There’s nothing worse than sitting down to complete a writing assignment for a client and coming up empty. As you sit there staring at a blank screen, your anxiety grows and writer’s block begins to undermine your confidence in your own ability to deliver this piece on time and according to your client’s expectations.
Writer’s block is actually more about confidence and timing than it is about writing skills. Even the most skilled, experienced writers can find themselves struggling to put a few sentences together. Before panic sets in, here are some tricks you can use to get the words flowing.
Throw out perfection
Think of writing as a process, not a product. Writer’s block happens at the beginning of the process when there are no words on the page. VA writers often hold back at the beginning because they want to get it right. There is no way to be wrong at this stage. Stop trying to get it right and just write.

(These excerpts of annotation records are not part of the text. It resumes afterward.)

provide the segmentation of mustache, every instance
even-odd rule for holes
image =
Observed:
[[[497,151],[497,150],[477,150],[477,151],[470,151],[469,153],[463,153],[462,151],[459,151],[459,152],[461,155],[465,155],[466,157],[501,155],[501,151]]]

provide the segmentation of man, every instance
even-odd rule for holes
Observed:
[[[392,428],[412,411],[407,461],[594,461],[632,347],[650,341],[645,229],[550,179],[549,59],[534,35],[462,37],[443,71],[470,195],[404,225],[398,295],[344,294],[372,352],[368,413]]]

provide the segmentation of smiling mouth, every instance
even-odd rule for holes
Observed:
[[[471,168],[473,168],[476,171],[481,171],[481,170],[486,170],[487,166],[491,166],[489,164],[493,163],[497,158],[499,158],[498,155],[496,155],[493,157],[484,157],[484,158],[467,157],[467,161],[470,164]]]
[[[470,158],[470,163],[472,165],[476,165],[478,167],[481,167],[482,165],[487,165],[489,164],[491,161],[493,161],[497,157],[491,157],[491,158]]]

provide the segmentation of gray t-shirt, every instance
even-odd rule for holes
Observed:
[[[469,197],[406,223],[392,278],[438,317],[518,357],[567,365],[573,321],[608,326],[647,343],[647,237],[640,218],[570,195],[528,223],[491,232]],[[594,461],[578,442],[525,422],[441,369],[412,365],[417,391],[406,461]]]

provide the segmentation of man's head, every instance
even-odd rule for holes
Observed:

Writer’s block comes with a heightened feeling of anxiety that escalates until you can’t remember which came first the block or the anxiety. Maybe you are nervous about meeting your deadline or possibly you are anxious about doing a good job on the assignment. Writer’s block may trigger anxiety, or your anxiety paralyzed your brain causing your inability to produce even one single coherent sentence. Before it all spirals out of control, take a breath. Close your eyes, clear your mind, and take some deep breaths.
Take a walk
It may seem like a waste of time in the middle of your workday, but getting outside can help relax your anxiety and clear your mind. Twenty minutes spent walking around the block is more productive than an agonizing twenty minutes spent staring at a blank screen. Sometimes you just have to make a time investment up front to reap the benefits later on. While you are taking in the fresh air, your brain is processing in the background. Clear your mind and let it go. When you get back to your computer you’ll be ready to write.

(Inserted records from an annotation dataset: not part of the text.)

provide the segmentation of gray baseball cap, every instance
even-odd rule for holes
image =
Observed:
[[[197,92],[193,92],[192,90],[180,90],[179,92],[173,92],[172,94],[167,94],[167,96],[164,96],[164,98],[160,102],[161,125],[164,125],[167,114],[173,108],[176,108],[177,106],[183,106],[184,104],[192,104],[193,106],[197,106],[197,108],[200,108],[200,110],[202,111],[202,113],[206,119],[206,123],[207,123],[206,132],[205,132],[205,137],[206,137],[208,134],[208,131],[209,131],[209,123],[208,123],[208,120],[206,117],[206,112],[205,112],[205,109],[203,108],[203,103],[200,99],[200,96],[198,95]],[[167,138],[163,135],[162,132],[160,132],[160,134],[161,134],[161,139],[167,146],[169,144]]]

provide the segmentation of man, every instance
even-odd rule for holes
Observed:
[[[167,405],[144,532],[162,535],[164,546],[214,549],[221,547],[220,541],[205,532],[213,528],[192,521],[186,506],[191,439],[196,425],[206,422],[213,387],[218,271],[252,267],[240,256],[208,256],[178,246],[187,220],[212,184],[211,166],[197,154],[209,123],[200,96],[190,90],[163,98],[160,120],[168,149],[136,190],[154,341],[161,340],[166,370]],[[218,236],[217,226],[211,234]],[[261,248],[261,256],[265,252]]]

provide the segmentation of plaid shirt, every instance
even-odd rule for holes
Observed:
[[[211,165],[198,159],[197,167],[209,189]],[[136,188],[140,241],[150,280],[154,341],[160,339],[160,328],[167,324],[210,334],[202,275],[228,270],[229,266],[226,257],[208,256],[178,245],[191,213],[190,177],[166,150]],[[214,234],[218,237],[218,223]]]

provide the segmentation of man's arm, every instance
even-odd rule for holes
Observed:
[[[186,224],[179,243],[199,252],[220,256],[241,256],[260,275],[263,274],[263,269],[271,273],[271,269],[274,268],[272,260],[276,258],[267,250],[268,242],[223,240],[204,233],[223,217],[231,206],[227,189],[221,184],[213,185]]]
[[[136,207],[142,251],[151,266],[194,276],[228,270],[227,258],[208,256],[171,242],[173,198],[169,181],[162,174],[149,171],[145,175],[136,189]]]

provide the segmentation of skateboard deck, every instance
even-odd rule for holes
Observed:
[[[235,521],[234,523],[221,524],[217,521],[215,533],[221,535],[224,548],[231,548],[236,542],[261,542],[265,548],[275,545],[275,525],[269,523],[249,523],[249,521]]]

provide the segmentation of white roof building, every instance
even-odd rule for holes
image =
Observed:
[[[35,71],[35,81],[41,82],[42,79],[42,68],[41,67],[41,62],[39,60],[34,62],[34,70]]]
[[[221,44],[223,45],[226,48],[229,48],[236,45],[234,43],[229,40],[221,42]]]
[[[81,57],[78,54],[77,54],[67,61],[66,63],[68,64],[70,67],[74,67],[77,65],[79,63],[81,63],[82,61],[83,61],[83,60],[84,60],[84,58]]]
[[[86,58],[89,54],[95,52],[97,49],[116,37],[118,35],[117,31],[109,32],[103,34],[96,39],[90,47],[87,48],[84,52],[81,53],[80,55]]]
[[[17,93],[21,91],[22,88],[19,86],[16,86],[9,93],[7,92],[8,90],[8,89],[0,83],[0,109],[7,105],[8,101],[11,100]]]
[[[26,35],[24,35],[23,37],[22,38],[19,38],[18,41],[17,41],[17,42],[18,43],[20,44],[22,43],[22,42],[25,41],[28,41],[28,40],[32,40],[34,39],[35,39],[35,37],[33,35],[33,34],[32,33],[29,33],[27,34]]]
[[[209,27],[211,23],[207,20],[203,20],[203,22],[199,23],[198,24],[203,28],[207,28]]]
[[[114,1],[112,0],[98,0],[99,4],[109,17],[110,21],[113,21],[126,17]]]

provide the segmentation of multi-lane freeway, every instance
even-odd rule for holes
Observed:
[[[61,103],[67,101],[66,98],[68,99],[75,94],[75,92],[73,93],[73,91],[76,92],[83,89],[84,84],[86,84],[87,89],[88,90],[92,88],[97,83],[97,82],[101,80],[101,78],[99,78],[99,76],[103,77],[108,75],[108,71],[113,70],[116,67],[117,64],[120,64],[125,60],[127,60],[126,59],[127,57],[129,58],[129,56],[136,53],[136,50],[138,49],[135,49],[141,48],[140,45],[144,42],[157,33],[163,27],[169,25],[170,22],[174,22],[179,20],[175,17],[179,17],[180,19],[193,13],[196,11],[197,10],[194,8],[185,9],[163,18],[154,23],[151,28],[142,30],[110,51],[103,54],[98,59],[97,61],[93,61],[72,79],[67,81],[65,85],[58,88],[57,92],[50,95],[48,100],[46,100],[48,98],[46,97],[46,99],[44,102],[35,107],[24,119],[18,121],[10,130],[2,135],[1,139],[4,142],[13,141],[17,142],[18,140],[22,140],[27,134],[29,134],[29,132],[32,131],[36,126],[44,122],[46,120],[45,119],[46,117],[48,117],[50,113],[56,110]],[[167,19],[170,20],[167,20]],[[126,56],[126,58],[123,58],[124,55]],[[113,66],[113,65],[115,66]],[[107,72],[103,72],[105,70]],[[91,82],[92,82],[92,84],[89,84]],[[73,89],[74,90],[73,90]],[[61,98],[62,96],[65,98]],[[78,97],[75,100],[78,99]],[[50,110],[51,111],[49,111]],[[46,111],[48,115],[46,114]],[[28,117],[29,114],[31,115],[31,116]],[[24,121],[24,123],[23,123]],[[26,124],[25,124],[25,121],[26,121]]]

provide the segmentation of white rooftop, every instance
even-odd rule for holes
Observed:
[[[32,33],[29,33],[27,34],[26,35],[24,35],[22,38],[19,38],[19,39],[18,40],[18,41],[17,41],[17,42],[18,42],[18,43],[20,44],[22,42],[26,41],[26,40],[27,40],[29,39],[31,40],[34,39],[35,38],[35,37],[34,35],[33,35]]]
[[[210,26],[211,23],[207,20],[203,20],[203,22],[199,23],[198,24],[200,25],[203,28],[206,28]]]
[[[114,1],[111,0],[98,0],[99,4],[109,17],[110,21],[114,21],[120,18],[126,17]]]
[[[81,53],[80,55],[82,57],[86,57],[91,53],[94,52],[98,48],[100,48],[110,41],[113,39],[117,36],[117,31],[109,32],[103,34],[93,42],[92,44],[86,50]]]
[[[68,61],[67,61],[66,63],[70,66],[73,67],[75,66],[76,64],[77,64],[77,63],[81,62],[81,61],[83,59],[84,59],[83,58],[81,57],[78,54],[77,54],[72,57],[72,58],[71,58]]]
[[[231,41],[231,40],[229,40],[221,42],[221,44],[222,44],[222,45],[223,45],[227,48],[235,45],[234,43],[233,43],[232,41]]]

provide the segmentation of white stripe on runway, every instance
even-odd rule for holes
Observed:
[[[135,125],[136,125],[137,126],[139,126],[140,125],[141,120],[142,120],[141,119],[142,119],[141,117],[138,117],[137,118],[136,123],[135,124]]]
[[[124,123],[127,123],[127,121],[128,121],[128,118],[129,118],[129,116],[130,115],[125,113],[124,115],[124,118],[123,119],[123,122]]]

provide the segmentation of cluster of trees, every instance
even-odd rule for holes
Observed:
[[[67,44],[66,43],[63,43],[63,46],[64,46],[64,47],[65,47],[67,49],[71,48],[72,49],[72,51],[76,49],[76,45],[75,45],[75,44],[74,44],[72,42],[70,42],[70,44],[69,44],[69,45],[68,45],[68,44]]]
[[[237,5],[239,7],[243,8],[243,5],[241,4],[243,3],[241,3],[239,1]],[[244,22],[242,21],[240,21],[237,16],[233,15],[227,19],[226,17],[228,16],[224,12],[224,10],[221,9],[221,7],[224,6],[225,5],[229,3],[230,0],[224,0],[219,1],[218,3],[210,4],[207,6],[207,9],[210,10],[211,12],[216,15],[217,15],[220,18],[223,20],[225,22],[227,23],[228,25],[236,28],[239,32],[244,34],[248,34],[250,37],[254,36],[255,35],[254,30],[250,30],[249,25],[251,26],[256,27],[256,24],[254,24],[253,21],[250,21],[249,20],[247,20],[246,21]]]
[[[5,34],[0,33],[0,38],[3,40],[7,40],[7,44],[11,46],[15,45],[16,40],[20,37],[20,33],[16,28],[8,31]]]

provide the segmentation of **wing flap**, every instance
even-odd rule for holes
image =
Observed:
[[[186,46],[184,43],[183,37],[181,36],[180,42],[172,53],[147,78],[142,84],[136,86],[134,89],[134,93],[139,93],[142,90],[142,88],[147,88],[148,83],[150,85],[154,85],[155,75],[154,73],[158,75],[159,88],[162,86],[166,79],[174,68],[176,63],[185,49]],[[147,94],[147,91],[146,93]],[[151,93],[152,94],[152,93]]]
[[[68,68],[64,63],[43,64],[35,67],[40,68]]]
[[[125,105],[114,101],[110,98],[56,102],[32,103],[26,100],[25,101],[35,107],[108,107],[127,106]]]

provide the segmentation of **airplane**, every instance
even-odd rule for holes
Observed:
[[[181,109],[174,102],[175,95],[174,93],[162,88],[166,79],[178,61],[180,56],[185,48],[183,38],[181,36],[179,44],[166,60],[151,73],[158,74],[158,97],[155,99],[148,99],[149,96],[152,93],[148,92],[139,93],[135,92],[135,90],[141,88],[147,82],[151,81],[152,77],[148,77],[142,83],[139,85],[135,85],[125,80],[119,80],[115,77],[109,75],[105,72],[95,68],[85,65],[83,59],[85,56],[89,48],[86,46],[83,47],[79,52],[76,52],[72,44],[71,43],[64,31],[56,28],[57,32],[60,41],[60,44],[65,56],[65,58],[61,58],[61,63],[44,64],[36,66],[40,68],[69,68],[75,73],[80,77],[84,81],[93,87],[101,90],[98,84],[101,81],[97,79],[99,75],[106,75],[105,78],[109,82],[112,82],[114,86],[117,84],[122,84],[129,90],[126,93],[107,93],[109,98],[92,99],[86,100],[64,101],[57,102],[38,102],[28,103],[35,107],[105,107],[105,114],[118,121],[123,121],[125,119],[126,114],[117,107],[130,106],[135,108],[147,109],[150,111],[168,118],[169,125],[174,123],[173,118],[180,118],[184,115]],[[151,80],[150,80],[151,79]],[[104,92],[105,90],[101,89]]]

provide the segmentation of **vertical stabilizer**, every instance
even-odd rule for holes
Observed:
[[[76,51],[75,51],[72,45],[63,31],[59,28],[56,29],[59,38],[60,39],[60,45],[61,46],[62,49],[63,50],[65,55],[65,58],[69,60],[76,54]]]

Writing on a computer is far more efficient than using pen and paper, but there is a downside. That is the same device you use to check email, search the internet, and check on social media. You might not even realize that instead of concentrating on your virtual assistant writing, you are following up on notifications of new messages in your various accounts. Either turn off notifications on your computer or find a quiet place to work with just a pen and paper to get started. Once you get some ideas down and writer’s block is over, you can return to the computer to finish the project.
Play with words
You may be taking this writing assistant job too seriously. Loosen up and have some fun to get the words flowing. Take the topic of your piece and list as many words as you can that rhyme with it. Make up silly sentences with a bunch of those rhyming words. Turn the topic into a character and write a funny story. Word play will help you loosen up and let your ideas flow. Slowly turn your attention to more serious descriptions and keep writing. Your writer’s block is gone.
Phone a friend
Instead of various and random distractions, you need a calculated break from worrying about writer’s block. If the words just aren’t coming, stop trying and call a buddy for a completely unrelated chat. Catching up with a friend or relative will relax your brain and boost your confidence. After about twenty minutes, return to your work and watch how freely your words flow.
When you run into writer’s block, don’t let it spiral out of control and undermine your confidence in your ability to deliver for your client. You are a successful virtual assistant, writing is part of what you do. Do whatever works to overcome the block and keep on writing.